Arizona Gov. Jan Brewer has signed a statewide law forcing local police officers to question and potentially detain anyone they “reasonably suspect” to be an undocumented immigrant. If you believe our local law enforcement agencies, which will be required to implement the mandates of this law, it will lead to mistrust between police and the people they have sworn to protect.

This new immigration law violates due process, civil rights, and federal sovereignty over immigration policy. While I believe the courts will quickly overturn it, I’m concerned that the damage to my home state’s credibility has already been done.

Arizona ImmigrationArizona has long been the epicenter of our national immigration debate. Unfortunately, that debate has been driven by extremists like Maricopa County Sheriff Joe Arpaio, who is under a federal investigation for civil rights abuses. Arpaio, like Brewer, seems to believe that every immigrant is equally capable of being a violent drug dealer to be dealt with harshly. Although this belief has no basis in fact, it has been the foundation of a fear-based campaign against immigrants and people of Hispanic descent for years.

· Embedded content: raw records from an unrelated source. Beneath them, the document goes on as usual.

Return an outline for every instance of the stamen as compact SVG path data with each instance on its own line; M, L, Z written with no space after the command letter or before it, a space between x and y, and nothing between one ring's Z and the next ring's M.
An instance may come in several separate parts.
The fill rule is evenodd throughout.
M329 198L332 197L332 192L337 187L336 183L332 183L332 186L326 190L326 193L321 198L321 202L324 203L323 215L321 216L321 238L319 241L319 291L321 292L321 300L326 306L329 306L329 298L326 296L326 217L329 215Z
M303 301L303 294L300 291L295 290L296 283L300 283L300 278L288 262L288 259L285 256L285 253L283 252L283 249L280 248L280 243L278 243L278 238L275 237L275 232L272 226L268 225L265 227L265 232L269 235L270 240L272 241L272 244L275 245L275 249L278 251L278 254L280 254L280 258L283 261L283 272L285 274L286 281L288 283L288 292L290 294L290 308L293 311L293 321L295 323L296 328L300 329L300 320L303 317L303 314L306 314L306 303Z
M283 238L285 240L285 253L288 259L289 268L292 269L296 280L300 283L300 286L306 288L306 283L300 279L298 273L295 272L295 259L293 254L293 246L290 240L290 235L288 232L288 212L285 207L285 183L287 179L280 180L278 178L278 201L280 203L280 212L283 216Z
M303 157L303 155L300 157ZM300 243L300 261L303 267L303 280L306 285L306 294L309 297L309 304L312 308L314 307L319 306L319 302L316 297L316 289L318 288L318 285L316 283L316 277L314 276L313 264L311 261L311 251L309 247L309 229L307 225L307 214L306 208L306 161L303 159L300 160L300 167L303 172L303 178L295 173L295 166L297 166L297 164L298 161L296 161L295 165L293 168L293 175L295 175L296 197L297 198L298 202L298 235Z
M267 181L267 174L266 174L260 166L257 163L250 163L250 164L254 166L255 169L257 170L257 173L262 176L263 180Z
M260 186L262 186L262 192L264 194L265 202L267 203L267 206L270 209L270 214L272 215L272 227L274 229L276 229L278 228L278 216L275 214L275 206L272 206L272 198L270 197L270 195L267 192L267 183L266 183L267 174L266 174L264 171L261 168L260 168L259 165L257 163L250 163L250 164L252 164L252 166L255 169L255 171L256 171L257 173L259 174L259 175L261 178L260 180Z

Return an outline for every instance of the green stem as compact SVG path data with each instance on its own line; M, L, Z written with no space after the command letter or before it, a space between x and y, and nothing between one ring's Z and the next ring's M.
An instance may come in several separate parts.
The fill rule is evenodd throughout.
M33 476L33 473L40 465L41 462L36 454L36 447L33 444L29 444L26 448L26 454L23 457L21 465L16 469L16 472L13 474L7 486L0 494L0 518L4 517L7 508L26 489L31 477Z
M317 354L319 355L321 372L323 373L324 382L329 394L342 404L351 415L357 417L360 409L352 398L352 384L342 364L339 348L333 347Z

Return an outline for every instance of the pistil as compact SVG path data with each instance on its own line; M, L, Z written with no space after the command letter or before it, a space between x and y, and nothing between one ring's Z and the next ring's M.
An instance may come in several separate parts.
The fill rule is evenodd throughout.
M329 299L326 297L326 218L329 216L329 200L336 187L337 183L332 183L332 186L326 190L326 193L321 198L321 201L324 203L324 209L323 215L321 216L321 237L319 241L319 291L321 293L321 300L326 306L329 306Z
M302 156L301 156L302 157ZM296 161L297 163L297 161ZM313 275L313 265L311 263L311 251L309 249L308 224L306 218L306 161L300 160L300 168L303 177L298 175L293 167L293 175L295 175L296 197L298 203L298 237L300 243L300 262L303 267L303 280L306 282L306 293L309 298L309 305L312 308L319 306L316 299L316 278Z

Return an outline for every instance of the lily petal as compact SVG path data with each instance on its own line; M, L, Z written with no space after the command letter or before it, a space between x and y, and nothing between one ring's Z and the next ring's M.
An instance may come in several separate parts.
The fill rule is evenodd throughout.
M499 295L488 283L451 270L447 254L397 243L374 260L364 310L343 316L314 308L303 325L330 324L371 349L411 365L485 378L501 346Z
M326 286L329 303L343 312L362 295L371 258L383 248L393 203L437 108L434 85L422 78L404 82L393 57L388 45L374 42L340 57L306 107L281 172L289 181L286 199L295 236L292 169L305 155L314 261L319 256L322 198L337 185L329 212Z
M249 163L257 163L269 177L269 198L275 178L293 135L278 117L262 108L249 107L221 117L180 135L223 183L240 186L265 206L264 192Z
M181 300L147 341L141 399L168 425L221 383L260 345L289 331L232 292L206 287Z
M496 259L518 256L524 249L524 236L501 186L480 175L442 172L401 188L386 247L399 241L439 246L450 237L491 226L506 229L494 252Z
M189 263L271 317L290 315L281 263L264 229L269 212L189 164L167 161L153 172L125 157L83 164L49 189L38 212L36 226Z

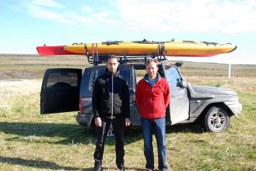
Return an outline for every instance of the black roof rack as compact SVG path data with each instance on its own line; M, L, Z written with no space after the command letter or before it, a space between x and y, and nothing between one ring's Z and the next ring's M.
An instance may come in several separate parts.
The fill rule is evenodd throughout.
M109 55L94 55L94 56L87 55L88 62L89 64L93 64L93 66L98 66L99 64L106 63L107 57ZM145 63L146 61L151 58L156 58L159 62L167 60L164 55L157 55L156 54L120 54L115 55L117 57L120 64L126 64L127 63Z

Indeed, opportunistic political voices have worked hard to make a connection between crime and immigration where none exists. Forget the rhetoric for a moment and consider the facts. In 2008, the Immigration Policy Center found that on the national level, U.S.-born men aged 18 to 39 are five times more likely to be incarcerated than immigrants. While the number of undocumented immigrants in the country doubled between 1994 and 2005, violent crime declined by nearly 35 percent and property crimes by 26 percent over the same period.

Unfortunately, this information doesn’t change the way people think about immigration. It’s become a gut reaction issue. If you think immigrants are criminals, then a law targeting anyone “reasonably suspected” of being an immigrant sounds like a good idea. Even though prominent officials at all levels–from President Barack Obama to border county sheriffs–have called the law unjust and counterproductive, there will always be a constituency for this kind of punitive measure.

Turning immigrants into scapegoats for every social and economic setback is not what America should be about. The new Arizona law has introduced the unspoken word “race” into the debate. By promoting racial profiling as a legal tool, it has effectively unmasked a very real motivation for some people to oppose meaningful immigration reform.

I believe we need comprehensive, nationwide immigration reform. While we continue to debate what that should look like, I believe the laws of this country should be enforced and respected. Those laws include the principle that the federal government, not state or local authorities, sets immigration policy. States can no more supersede federal immigration law than enter into their own treaties with foreign governments. By inventing a new way for local officials to treat American citizens as potential criminals, Arizona has violated that principle. The state has said, in effect, that if you’re walking down the street and forgot your wallet at home, you could be hauled downtown because you look like an undocumented immigrant. That’s not how the rule of law works in this country.

On a practical level, local law enforcement agencies do not have the manpower or financial capacity to serve triple duty as street cops, Border Patrol agents and Immigration and Customs Enforcement officers. Conservatives who worry about government overreach and unfunded mandates should be up in arms about this law. Their silence is disappointing. This is not a left-right issue. It’s a question of basic constitutional process.

Voters shouldn’t be blind to the troubling aspects of this law: It sets a legal precedent that anyone “reasonably suspected” of a crime is subject to questioning and search without a warrant, and it suggests that other states should feel free to invent their own immigration laws. This isn’t a road we want to travel any further down than we already have.

This law should be overturned without delay, and Congress should take up comprehensive reform the same day.

U.S. Rep. Raúl M. Grijalva represents Arizona’s Seventh Congressional District and co-chairs the Congressional Progressive Caucus.